Le procès en diffamation de l'ancienne cadre d'UBS France Stéphanie Gibaud, poursuivie par la banque pour un livre dénonçant l'évasion fiscale, a été reporté jeudi, peut-être pour longtemps. Le tribunal correctionnel de Paris dira le 9 mars s'il accorde à celle qui se présente comme une lanceuse d'alerte le "sursis à statuer" ou le "renvoi" qu'elle demande, ce qui repousserait toute audience de plusieurs mois.
"Prête à se défendre avec passion". Son avocat, Me David Koubbi, a assuré que Stéphanie Gibaud était prête à se défendre avec "passion" contre son ex-employeur, qui l'accuse de diffamation. Mais il a aussi mis en garde le tribunal contre une éventuelle "contrariété" entre ce qu'il pourrait décider, et le sort que la justice réservera à la banque elle-même.
"Une fraude systématique". Le parquet national financier (PNF) a en effet demandé le renvoi en procès de la maison-mère suisse UBS AG et de sa filiale française, pour avoir organisé la fraude "systématique" de contribuables français. Or, les faits reprochés à la banque recoupent en partie les accusations portées par Stéphanie Gibaud dans son livre, "La femme qui en savait vraiment trop", paru en 2014. Le PNF relève "l'omniprésence" pendant plusieurs années de chargés d'affaires suisses d'UBS en France pour tenter de trouver des clients fortunés, repérés lors de réceptions, chasse, tournois de golf ou de tennis, concerts. Or le métier de Stéphanie Gibaud était d'organiser ces événements.
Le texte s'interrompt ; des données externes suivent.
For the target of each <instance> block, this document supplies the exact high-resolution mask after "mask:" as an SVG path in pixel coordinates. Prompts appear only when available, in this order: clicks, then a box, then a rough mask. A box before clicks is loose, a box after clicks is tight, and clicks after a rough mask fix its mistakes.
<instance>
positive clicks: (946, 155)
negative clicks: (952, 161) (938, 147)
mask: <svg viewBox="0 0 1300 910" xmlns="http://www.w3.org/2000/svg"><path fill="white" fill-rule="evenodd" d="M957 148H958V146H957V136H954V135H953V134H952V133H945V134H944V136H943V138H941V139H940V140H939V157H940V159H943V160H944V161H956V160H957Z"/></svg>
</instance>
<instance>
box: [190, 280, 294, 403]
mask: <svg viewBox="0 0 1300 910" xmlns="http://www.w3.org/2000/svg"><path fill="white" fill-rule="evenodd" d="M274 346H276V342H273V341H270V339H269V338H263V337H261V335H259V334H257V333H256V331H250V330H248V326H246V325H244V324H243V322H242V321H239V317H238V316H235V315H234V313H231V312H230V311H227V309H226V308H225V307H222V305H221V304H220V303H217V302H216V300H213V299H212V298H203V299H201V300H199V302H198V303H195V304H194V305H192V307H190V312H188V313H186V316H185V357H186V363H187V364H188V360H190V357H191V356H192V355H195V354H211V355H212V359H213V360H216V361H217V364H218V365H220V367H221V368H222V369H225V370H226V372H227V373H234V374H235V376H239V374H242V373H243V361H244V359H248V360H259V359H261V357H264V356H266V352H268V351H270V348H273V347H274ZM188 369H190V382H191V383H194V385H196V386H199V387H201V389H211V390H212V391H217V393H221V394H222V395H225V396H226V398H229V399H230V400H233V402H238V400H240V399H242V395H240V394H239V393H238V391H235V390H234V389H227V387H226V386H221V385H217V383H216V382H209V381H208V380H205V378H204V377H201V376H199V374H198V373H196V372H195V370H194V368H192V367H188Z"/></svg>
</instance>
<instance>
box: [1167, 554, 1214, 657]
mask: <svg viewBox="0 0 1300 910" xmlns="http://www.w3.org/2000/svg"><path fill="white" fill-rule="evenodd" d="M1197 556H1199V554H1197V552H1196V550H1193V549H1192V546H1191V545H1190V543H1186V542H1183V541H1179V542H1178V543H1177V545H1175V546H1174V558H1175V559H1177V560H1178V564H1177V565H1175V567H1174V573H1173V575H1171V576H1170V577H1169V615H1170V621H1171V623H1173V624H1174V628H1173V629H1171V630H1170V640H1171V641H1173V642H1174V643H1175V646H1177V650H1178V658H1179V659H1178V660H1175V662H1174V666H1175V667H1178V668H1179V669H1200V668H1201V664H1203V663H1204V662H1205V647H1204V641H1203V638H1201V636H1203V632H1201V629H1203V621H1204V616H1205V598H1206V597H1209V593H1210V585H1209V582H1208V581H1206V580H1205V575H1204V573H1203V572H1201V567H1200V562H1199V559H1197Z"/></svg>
"Un paradoxe". Pour UBS France, à l'origine de la plainte, Me Eric Dezeuze a reconnu qu'il y aurait un "paradoxe absolu à ce que cette affaire soit réglée" par la voie de la diffamation, et non par un éventuel procès dans l'affaire principale - à moins qu'UBS France ne choisisse la voie tout juste ouverte par le législateur d'une transaction avec la justice.
Lanceur d'alerte. Avant l'audience, Stéphanie Gibaud a déploré que l'Etat lui refuse un statut officiel de lanceuse d'alerte, faisant valoir qu'elle ne trouvait pas de travail, vivait des minima sociaux et n'avait pas de logement fixe.
"J'ai porté plainte en 2009" contre UBS France pour harcèlement moral, mais aussi pour des faits liés à la fraude fiscale, a-t-elle dit, "mais (le ministre des Finances Michel) Sapin dit qu'il ne peut rien pour moi".